If you can afford to support yourself, which I’m sure he can, there’s a serenity to working on small projects that are nothin the public eye. It may simply be that he craves some quiet time that enables him to focus on his family and himself.
Negative, what you shave taken away is it’s the people. He mentions standing up clusters. Small shops can’t afford clusters. Ignore the technical aspect of this article and read it for what it’s for. A thank you note to the people he has worked with on amazing projects. Research in a bubble of 1 isn’t very useful. Research in a small team with Meta Budget is extremely useful. With the right people.
I don't think thats what is being said.
Having friends who are at or near both FAIR and other AI parts of meta, reosurces are not the issue, anymore at least. (there had been a massive squeeze for the last two years though) But pytorch and FAIR use(d) a AWS based cluster. (however pytorch is used everywhere else inside facebook though. well not everywhere...)

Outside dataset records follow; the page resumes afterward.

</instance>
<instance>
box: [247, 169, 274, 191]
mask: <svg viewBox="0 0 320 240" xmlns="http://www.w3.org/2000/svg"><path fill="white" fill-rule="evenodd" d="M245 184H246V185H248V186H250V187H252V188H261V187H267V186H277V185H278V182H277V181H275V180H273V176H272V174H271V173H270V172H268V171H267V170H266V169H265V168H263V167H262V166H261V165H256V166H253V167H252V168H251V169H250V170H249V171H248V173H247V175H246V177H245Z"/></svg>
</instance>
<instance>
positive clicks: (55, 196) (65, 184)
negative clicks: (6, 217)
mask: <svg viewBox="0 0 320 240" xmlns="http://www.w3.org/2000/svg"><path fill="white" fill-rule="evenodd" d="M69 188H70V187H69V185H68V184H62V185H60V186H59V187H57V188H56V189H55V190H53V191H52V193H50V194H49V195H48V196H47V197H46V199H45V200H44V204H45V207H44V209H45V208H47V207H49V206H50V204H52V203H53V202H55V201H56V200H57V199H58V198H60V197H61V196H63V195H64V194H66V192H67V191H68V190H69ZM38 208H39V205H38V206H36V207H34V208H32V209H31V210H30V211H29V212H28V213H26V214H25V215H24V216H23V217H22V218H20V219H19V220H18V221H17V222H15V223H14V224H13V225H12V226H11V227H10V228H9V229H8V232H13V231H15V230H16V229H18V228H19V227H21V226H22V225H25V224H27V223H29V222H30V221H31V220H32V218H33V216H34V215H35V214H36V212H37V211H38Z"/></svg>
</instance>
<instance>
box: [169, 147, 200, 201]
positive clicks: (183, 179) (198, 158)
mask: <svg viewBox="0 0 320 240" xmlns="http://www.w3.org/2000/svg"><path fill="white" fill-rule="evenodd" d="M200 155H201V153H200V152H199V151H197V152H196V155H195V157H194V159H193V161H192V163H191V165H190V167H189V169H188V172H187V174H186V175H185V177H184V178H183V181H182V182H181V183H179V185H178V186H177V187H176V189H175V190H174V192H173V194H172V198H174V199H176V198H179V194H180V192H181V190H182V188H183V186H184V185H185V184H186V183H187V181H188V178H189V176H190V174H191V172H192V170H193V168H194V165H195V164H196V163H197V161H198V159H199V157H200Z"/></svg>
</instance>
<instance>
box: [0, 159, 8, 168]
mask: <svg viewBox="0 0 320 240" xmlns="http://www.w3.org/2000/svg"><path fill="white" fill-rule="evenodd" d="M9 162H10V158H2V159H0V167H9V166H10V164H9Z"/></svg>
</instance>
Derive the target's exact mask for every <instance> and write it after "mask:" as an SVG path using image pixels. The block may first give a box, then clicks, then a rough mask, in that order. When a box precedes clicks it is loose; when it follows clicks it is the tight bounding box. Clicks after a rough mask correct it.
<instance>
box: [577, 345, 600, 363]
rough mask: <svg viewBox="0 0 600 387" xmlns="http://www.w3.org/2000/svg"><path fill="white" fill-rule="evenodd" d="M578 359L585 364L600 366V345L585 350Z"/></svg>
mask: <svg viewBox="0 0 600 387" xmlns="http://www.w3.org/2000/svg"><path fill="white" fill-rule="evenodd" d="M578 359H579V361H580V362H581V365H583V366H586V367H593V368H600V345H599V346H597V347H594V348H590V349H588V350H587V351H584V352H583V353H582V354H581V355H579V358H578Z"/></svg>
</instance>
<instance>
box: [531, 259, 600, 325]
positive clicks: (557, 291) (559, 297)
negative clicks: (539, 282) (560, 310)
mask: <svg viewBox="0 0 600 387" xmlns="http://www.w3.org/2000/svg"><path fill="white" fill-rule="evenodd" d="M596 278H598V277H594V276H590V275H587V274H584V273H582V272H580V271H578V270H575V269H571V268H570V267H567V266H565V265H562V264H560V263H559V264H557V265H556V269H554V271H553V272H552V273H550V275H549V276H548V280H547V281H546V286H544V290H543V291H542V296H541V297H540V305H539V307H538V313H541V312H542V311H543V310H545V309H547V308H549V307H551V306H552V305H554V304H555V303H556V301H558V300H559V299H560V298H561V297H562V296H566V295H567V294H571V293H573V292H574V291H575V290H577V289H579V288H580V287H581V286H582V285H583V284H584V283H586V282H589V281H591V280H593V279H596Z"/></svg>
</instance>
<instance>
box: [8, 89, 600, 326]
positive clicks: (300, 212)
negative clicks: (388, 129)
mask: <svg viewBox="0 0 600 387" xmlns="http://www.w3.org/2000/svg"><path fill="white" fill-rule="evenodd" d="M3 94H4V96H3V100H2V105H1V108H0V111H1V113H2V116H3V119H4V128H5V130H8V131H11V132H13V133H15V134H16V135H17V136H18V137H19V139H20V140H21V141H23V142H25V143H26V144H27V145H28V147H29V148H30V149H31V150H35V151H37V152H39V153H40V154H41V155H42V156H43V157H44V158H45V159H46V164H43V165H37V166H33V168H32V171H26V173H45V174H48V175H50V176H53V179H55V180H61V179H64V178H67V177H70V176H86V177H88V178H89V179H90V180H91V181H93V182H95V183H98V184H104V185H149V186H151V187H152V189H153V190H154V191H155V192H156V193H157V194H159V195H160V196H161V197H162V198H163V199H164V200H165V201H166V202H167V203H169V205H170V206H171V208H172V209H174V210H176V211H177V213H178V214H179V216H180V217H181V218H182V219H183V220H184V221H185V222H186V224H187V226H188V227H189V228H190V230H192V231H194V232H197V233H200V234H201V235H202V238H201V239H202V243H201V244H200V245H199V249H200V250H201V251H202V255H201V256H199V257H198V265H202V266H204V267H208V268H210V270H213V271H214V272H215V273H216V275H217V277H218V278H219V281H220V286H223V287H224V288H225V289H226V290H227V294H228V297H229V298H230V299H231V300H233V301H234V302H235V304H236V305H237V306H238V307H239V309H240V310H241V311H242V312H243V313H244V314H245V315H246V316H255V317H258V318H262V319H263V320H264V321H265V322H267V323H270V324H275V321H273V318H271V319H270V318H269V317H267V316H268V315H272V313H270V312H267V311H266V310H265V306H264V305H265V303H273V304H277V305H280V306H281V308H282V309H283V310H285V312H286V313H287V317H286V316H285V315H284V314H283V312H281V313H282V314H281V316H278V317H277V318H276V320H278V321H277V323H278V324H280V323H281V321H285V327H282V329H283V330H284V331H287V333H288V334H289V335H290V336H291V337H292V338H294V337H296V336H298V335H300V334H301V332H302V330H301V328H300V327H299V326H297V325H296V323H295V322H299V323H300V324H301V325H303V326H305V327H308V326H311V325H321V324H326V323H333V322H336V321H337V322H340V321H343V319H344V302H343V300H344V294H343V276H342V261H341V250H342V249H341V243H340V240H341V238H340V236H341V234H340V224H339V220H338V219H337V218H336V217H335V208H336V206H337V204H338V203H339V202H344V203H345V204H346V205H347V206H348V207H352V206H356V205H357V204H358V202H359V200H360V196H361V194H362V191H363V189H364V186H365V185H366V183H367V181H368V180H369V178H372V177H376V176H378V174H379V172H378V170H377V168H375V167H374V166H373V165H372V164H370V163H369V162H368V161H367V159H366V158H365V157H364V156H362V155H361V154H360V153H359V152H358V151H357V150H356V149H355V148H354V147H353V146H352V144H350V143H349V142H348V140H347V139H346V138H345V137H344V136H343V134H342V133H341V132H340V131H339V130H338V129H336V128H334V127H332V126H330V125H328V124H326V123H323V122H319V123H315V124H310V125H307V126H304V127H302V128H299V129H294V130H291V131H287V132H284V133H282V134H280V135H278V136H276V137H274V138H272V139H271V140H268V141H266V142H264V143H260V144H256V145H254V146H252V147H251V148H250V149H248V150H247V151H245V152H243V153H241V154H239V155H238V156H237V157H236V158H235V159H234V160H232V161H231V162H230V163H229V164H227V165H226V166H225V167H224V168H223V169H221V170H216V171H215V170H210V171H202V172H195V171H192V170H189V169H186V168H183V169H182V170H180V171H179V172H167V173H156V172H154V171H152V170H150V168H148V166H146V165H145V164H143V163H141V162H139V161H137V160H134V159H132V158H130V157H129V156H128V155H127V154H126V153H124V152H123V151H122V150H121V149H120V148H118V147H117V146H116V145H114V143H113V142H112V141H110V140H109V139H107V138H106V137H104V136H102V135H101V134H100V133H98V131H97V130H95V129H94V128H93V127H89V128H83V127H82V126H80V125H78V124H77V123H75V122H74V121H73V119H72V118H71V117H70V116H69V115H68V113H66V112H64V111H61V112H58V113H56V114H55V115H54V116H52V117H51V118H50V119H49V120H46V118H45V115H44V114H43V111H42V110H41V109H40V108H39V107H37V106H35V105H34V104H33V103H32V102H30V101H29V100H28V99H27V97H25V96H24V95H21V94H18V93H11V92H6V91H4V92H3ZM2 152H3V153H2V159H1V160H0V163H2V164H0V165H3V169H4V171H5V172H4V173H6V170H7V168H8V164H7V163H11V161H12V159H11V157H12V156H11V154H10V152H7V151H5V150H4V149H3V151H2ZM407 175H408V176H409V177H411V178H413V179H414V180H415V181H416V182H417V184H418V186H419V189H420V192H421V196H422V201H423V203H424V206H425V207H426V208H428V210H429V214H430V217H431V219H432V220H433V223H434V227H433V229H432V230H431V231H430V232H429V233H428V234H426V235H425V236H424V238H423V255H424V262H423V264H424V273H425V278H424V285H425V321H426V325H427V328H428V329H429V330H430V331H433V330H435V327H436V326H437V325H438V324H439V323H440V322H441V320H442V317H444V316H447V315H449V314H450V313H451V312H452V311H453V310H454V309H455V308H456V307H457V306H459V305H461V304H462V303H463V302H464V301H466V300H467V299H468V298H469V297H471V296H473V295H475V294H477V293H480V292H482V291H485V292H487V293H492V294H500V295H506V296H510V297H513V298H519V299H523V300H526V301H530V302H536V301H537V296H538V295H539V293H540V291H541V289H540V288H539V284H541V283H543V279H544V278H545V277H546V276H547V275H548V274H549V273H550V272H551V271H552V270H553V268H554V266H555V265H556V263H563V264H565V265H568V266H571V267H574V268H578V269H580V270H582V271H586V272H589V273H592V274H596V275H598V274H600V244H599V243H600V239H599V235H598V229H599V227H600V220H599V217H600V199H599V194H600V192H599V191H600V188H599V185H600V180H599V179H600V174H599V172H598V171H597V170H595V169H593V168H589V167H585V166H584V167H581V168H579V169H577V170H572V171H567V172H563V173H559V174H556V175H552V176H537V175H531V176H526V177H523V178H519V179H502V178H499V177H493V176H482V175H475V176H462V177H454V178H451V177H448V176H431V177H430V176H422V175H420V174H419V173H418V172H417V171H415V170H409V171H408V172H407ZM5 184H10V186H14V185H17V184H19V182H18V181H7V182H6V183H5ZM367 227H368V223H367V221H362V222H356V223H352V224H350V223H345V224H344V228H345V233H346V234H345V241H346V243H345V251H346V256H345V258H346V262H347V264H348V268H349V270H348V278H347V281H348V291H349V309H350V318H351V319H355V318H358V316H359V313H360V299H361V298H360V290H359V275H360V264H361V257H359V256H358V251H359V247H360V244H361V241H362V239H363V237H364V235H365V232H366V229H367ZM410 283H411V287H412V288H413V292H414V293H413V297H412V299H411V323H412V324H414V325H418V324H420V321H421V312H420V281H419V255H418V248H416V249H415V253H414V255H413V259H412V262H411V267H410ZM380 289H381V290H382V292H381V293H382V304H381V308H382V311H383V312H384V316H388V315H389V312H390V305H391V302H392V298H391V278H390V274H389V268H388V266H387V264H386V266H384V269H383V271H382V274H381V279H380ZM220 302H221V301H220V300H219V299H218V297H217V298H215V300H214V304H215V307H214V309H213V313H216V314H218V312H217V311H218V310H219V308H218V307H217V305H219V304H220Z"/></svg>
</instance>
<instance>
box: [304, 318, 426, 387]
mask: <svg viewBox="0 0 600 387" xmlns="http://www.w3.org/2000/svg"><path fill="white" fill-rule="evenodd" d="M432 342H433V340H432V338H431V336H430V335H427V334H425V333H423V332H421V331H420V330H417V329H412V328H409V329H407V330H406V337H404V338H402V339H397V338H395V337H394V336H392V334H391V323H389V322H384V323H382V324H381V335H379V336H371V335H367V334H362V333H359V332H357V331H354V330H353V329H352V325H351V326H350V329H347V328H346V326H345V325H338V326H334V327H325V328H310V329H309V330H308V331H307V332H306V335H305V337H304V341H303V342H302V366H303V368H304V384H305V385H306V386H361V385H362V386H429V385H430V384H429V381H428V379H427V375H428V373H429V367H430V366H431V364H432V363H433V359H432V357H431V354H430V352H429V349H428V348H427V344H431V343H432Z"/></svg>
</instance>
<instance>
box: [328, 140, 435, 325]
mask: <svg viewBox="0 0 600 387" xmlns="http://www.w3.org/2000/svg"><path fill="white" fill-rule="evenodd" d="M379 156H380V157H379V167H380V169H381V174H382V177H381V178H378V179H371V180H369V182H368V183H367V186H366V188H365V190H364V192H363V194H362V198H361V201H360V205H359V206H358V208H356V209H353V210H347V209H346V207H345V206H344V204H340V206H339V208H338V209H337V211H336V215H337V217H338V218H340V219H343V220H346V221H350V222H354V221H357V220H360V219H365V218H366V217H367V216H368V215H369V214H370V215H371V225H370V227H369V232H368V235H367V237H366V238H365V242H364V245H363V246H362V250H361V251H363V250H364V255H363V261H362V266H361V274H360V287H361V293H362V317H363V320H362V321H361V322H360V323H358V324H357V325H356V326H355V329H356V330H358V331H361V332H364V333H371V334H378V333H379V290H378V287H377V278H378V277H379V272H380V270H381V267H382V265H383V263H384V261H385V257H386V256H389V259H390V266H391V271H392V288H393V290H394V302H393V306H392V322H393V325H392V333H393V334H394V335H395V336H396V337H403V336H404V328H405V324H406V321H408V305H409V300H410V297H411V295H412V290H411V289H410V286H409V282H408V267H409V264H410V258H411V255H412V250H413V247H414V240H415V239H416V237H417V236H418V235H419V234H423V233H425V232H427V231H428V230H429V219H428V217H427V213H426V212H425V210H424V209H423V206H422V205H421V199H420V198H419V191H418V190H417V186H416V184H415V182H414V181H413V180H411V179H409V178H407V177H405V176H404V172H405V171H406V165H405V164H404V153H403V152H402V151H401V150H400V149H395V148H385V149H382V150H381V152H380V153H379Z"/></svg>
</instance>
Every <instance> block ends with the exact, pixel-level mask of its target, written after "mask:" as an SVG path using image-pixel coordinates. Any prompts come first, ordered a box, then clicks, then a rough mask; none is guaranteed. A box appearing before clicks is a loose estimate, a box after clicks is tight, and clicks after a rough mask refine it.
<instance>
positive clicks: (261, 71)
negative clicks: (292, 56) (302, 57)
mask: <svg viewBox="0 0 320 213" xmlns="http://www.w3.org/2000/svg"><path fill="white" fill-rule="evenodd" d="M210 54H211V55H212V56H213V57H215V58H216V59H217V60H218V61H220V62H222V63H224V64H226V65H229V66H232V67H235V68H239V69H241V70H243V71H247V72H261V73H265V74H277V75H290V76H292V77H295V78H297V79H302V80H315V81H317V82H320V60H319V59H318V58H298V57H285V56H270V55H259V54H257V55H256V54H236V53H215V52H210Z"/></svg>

There is/are plenty of interesting things happening at big tech, and Meta specifically. If you like computer vision, then Meta is pretty much still the world leader. Much as it pains me to say it.
> I mention this because it feels analogous to military research, where people "dream" of how advanced the military is, how forward they are compared to public research... and yet, it seems to be a recurring myth they love to sustain.
I don't think that you can read this from the blog post at all, but it gives me a chuckle to think how the quest for AGI at Meta may be "The Men Who Stare at Goats" all over again.
I'm totally speculating. I have no extra information there.
It just makes me think of all the staff, technical staff, that left OpenAI recently. Altman was making grand claims about what was coming next.
Well, we know what followed, namely I don't think any researcher who left knowing what was in the pipeline feel like they missed much in terms of access.
Just checked BTW and ... premise looks fun but the score is too low https://www.rottentomatoes.com/m/men_who_stare_at_goats was it actually good as movie, not just the idea behind it?
It's more the idea behind it. Considering the great cast, the movie could have been much better.
The non-fiction book behind it is probably better comparison than the film adaptation, if you think Meta are doing goat-staring (I don't think they're especially bad on this issue compared to their rivals).
Or he just takes for granted the resources he has.
Nothing unique? Totally disagree.
Unlimited compute resources aren’t literally unique but there are only a small handful of places in the world that have that.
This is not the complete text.